Je souhaite explorer une nouvelle voie et apporter quelques critiques à quelques uns de mes frères muʿtazila. La communauté musulmane actuelle est assez conformiste, et pour le peu qu’un pratiquant fasse quelque chose d’inhabituel ou d’inattendu, il se sent obligé de justifier ses actes, quand bien même personne ne lui demande quoique ce soit.
Pour le peu que certains acceptent de débattre, le pointillisme exacerbé de juristes et de comptes d’apothicaires commence. Le mot qui revient le plus souvent alors est dalîl (preuve).
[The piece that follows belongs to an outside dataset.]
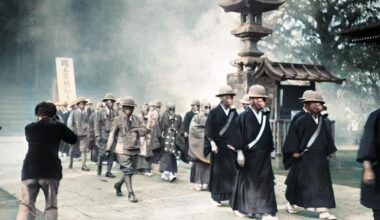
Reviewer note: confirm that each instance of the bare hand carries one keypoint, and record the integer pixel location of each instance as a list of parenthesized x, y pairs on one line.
[(240, 158)]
Jadis, lorsque je tombais sur ce genre de débat, je m’y plongeais corps et âme. Pourquoi ? Naïf, je pensais que des arguments tirés de l’histoire, les arguments rationnels, logiques, et la cohérence entre les grands principes islamiques et les applications concrètes étaient suffisantes pour emporter la conviction. Mais une fréquentation assidue des débats dits « religieux » ont fini par m’ouvrir les yeux. Beaucoup de gens parmi ceux qui débattent ne cherchent pas tant de se rapprocher de ce qui est vrai, mais plutôt d’emporter la conviction de l’autre. Les débats sont « hégéliens », ceux qui débattent cherchent à affirmer leur conscience en « tuant » celles des autres. Peu importe leurs propos ou les idées qu’ils défendent. Ils espèrent ainsi se prouver et prouver aux autres qu’ils appartiennent à la catégorie des maîtres et non à celle des esclaves. Pourtant, leurs efforts n’ont pour but que de conforter d’autres gens qui les contrôlent. Ceux qui débattent se retrouvent à défendre des idées qui leur sont étrangères, mais qu’ils estiment devoir imposer. Ainsi, la logique, la raison, et l’histoire ne tiennent plus de rôle prépondérant. D’aucuns disent « police partout, justice nulle part », moi je dirai « débat partout, sagesse nulle part ». Ceux qui acceptent de rentrer dans ces débats alors qu’ils sont de bonne foi, mettent les pieds dans un mécanisme dont ils ignorent la rigidité et à quel point il est enraillé et dépassé. Aujourd’hui, je regarde mes frères mutazilites de Palestine et d’Arabie saoudite, entre autres, et je ne peux que ressentir de la compassion pour eux. Ils sont soumis aux mêmes interrogations que j’ai subi moi-même jadis, « qui a dit ce que tu dis avant ? », « quels savants sont d’accord avec vous ? », « c’est de la bid’a » (innovation), et autre chouinerie que je ne supporte plus. Pire encore, ils cherchent absolument à se justifier et à justifier le mutazilisme. Or nous n’en avons pas besoin. Au lieu de convaincre qui que ce soit de quoi que ce soit, ne vaut-il pas mieux exposer nos idées, nos convictions, nos croyances, ce que nous estimons être juste et conforme à l’islam dans le but d’aider des gens, en quête d’éléments de réponses.